I received a great question from someone after they read the article regarding CCSVI in the New York Times Magazine. They asked:
“It first says that you said you were not treating MS just the blockage in the veins but then you sent a letter you had a change of view with an explanation. I am confused can you please explain?”
Let me see if I can clarify. My initial experience with CCSVI was based on the assumption that it was for MS. It wasn’t exactly clear how but in some manner dilating the jugular veins had an impact on MS. As I gained more experience it became evident that the procedure helped patients with neurologic diseases other than MS, such as Parkinson’s. Logically it follows that CCSVI could not then be a treatment for MS. The degree of venous obstruction did not seem to have any bearing on the impact of the procedure. This observation lead to treating less obstructed jugulars and noting no difference. Ultimately non obstructed jugulars were dilated and the typical CCSVI response ensued. Clearly something else had to be going on.
Fortunately we followed all our patients symptoms. A trend became evident after hundreds of patients. Despite the myriad presentations of MS, the same constellation of symptoms were present in our patients. This consistent group of symptoms were those of autonomic dysfunction. Autonomic dysfunction as the underlying entity satisfied some of the discontinuities we encountered. For example, autonomic dysfunction is associated with all neurodegenerative diseases not just MS. This explained how a patient with Parkinson’s could benefit from CCSVI. The vagus nerve is the conduit for autonomic signals and it travels alongside the jugular vein. Renal denervation therapy has shown us that autonomic fibers can be manipulated via a transvascular approach. If the balloon mechanically stimulated the vagus nerve and it was what lead to the response to treatment it would solve the mystery of how a patient with a normal jugular vein could respond to jugular ballooning.

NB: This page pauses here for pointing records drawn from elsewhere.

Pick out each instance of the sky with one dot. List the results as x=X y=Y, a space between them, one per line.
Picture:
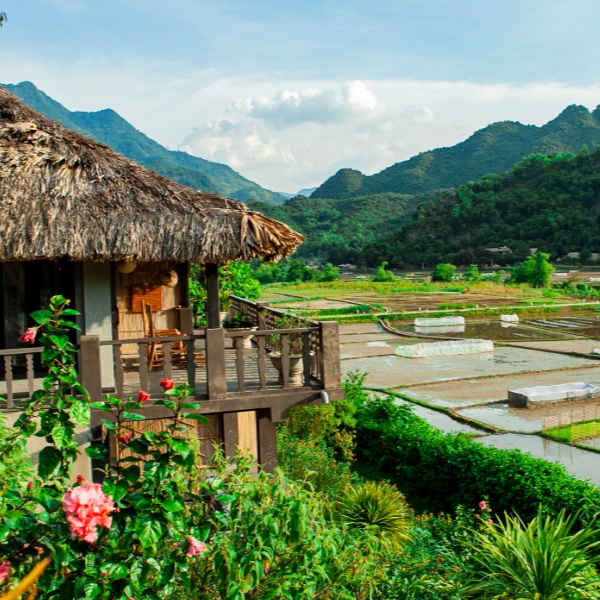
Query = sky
x=288 y=92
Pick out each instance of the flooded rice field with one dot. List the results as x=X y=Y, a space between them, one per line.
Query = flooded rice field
x=393 y=371
x=488 y=330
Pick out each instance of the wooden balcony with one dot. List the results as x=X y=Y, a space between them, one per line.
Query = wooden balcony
x=226 y=376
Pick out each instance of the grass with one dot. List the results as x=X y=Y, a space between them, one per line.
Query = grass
x=575 y=432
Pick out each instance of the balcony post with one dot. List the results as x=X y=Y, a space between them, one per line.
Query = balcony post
x=91 y=366
x=330 y=353
x=212 y=296
x=215 y=364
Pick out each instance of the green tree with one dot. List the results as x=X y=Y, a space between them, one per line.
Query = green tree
x=472 y=274
x=330 y=273
x=443 y=272
x=536 y=270
x=381 y=275
x=543 y=560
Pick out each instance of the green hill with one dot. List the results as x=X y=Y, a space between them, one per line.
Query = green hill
x=339 y=230
x=111 y=129
x=551 y=203
x=493 y=149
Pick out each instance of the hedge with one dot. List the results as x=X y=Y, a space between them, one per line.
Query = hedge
x=438 y=471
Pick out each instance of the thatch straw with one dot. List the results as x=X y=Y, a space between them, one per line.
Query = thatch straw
x=64 y=195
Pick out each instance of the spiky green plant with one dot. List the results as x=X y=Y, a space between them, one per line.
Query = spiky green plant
x=546 y=559
x=379 y=508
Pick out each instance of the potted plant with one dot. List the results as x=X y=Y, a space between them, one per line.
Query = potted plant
x=241 y=321
x=295 y=349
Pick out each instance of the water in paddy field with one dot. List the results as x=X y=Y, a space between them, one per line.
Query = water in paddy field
x=588 y=326
x=580 y=463
x=488 y=330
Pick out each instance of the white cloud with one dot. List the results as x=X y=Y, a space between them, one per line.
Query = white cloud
x=299 y=136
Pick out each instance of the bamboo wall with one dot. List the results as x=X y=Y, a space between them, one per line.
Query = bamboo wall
x=130 y=324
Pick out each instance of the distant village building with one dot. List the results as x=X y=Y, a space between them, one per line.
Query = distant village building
x=500 y=250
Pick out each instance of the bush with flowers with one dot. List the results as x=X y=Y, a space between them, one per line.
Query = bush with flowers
x=159 y=525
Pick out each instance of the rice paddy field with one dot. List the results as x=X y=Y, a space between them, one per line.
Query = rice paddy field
x=557 y=340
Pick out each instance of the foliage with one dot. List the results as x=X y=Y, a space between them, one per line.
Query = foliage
x=275 y=538
x=111 y=129
x=493 y=149
x=438 y=471
x=152 y=517
x=376 y=506
x=535 y=270
x=381 y=275
x=337 y=231
x=443 y=272
x=543 y=202
x=472 y=274
x=542 y=560
x=235 y=278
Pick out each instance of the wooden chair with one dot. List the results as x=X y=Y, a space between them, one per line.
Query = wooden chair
x=154 y=351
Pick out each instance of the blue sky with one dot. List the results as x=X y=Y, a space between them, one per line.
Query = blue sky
x=287 y=92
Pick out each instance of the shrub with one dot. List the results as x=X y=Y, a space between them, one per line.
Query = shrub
x=438 y=471
x=443 y=272
x=541 y=560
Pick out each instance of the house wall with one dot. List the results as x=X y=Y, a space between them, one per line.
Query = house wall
x=98 y=305
x=130 y=324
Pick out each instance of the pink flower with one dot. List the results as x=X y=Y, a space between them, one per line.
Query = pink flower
x=125 y=438
x=167 y=384
x=87 y=507
x=5 y=570
x=29 y=335
x=196 y=547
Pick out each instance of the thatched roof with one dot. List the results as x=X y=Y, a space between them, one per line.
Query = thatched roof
x=64 y=195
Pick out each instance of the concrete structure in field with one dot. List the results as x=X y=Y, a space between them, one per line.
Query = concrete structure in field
x=83 y=221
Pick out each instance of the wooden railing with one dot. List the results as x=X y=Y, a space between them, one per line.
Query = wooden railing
x=21 y=381
x=218 y=365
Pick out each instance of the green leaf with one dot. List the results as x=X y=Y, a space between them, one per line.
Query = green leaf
x=116 y=489
x=172 y=505
x=49 y=459
x=97 y=451
x=80 y=412
x=41 y=316
x=148 y=531
x=180 y=447
x=61 y=436
x=133 y=416
x=197 y=417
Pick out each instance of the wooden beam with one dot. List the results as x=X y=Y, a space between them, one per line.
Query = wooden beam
x=212 y=296
x=330 y=351
x=230 y=434
x=89 y=364
x=267 y=441
x=215 y=364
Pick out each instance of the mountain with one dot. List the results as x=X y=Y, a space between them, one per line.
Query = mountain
x=548 y=202
x=493 y=149
x=110 y=128
x=339 y=230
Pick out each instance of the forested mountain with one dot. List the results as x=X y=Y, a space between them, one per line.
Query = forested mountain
x=551 y=203
x=493 y=149
x=108 y=127
x=339 y=230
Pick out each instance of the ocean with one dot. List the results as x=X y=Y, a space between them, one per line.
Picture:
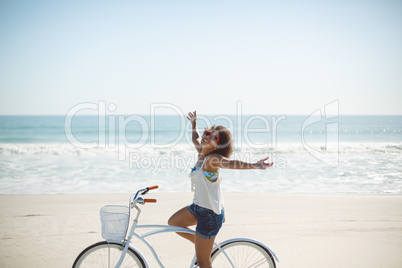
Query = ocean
x=117 y=153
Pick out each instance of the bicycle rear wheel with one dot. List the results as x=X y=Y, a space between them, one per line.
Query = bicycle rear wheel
x=242 y=254
x=106 y=255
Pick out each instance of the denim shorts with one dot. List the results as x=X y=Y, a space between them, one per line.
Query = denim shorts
x=208 y=222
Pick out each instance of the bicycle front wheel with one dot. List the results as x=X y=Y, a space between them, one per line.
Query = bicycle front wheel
x=106 y=255
x=242 y=254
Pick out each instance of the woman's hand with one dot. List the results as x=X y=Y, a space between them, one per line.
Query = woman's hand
x=192 y=117
x=262 y=165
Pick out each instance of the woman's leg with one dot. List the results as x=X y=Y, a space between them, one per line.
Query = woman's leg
x=184 y=218
x=203 y=250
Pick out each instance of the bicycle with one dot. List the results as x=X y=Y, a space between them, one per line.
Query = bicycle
x=117 y=252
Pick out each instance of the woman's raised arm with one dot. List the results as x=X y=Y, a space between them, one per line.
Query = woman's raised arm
x=192 y=117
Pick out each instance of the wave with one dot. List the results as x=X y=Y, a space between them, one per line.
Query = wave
x=66 y=149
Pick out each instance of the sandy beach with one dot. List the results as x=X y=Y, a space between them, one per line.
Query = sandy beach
x=303 y=230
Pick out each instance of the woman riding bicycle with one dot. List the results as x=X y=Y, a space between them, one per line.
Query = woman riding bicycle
x=207 y=211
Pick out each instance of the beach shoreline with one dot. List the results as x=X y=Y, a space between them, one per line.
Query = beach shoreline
x=304 y=230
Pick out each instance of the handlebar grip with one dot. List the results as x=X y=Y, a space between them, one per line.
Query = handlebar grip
x=153 y=187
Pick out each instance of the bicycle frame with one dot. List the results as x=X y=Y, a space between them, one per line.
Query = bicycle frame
x=159 y=229
x=164 y=229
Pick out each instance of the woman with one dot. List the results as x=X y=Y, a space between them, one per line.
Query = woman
x=207 y=210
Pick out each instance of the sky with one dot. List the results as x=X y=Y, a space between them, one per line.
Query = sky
x=213 y=56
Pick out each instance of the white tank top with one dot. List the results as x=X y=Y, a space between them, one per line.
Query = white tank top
x=207 y=194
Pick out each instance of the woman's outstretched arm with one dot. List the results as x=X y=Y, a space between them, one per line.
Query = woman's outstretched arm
x=192 y=117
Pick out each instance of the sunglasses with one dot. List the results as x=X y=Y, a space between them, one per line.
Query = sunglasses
x=213 y=137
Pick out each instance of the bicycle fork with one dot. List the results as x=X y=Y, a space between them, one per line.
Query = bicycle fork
x=130 y=235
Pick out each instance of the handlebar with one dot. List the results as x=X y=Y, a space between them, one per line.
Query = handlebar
x=153 y=187
x=140 y=200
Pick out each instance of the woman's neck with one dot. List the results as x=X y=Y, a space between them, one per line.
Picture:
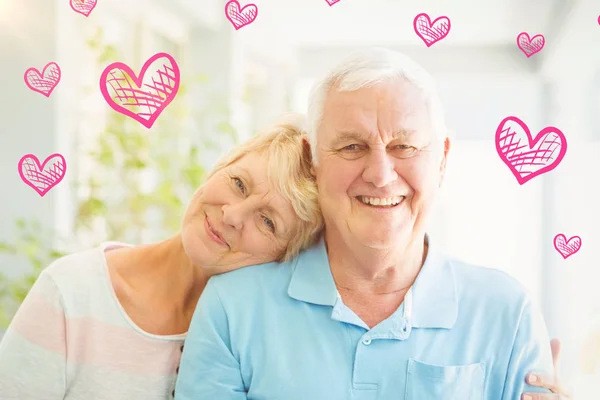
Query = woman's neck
x=160 y=275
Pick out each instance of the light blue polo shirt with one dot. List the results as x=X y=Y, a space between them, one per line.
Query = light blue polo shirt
x=281 y=332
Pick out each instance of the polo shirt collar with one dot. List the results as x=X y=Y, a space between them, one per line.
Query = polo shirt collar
x=435 y=303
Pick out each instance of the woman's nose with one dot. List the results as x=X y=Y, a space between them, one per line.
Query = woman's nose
x=234 y=215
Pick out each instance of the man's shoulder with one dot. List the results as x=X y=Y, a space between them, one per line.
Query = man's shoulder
x=488 y=283
x=255 y=278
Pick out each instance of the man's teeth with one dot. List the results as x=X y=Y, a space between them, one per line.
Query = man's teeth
x=377 y=201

The implications were so compelling that we changed our protocol and now focus on autonomic dysfunction. Treatment rests on definitive testing for it with HRV analysis rather than venous studies. Interestingly enough we are now able to objectively document response to therapy. Conjecture of a placebo effect has been nullified. I firmly believe that jugular ballooning treats autonomic dysfunction. Any impact on MS is mediated by alteration of the autonomic system not by changes in blood flow. Future investigations need to include a means of measuring autonomic function for patient screening and assessment of treatment response.